A
female
age
36-40,
anonymous
writes: In a couple of months i'm due to get married to my faince, we've been together for a long time, haven't had sex justed kissed, (i prefered to get married and have sex so i stuck to my oath) and then he proposed to me so i said yes. But the problem is i haven't told him that i feel sick doing things with a man's ****. For example handjobs, blowjobs. I know it sounds weird, but i've seen him naked obviously and feel fine around him, i have no problem with a mans ****, it's just at times i get quissy and feel sick, i don't do it on purpose it just happens, i start feeling sick. I didn't feel sick when i seen his but i'm scared i might once we get married and have sex. And it's not even that i feel quissy because i don't want to have sex, i'm ready and i know, i could tell before i wasn't ready and so did tell him and he was fine, but i'm scared he might not want to be with me anymore.
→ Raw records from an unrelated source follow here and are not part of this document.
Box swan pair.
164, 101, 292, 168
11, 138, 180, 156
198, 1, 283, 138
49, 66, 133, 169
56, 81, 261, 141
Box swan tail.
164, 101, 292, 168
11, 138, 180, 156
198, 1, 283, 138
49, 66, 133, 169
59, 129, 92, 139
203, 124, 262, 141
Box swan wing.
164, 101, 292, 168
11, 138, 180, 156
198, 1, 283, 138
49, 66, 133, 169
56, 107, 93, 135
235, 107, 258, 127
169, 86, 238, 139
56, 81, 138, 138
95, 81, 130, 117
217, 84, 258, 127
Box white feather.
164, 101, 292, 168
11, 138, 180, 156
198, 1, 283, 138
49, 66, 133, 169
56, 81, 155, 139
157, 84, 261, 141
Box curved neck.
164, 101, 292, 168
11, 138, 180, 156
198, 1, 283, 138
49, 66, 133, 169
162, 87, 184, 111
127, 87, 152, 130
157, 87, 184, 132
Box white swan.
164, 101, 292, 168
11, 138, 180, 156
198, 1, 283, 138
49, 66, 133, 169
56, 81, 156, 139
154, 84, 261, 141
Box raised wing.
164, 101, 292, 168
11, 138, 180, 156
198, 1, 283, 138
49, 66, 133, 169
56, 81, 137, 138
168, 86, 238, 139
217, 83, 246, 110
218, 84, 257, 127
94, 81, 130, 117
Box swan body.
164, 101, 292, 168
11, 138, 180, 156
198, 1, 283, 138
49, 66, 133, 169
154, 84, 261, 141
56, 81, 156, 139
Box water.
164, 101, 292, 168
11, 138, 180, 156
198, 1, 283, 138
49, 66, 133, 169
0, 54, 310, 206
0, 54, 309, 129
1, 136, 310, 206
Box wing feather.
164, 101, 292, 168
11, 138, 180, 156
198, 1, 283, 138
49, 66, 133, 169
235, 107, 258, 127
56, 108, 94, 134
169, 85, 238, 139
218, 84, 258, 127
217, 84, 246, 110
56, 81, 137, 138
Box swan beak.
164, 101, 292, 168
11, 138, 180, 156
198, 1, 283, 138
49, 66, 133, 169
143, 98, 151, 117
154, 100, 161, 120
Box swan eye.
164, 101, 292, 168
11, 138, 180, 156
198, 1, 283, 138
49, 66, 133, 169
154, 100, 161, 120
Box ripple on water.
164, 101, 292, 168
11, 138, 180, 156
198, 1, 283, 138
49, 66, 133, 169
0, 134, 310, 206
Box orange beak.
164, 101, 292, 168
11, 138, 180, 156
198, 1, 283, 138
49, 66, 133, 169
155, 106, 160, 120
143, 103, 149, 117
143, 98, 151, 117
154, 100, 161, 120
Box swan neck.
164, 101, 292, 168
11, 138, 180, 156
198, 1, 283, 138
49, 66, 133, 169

When i did first see his i felt lust,but things can change, and i don't want a marriage on lies, any small thing can cause problems and i don't want that. I'm too scared to tell him. Anyway to fix this? and is this normal or am i generally just freaking out cause it's my first time or am i really weird? How do i tell him? Could this risk our relationship? And any tips on how i can get used to it, and feel normal and not quissy? Any help will be apprecaited.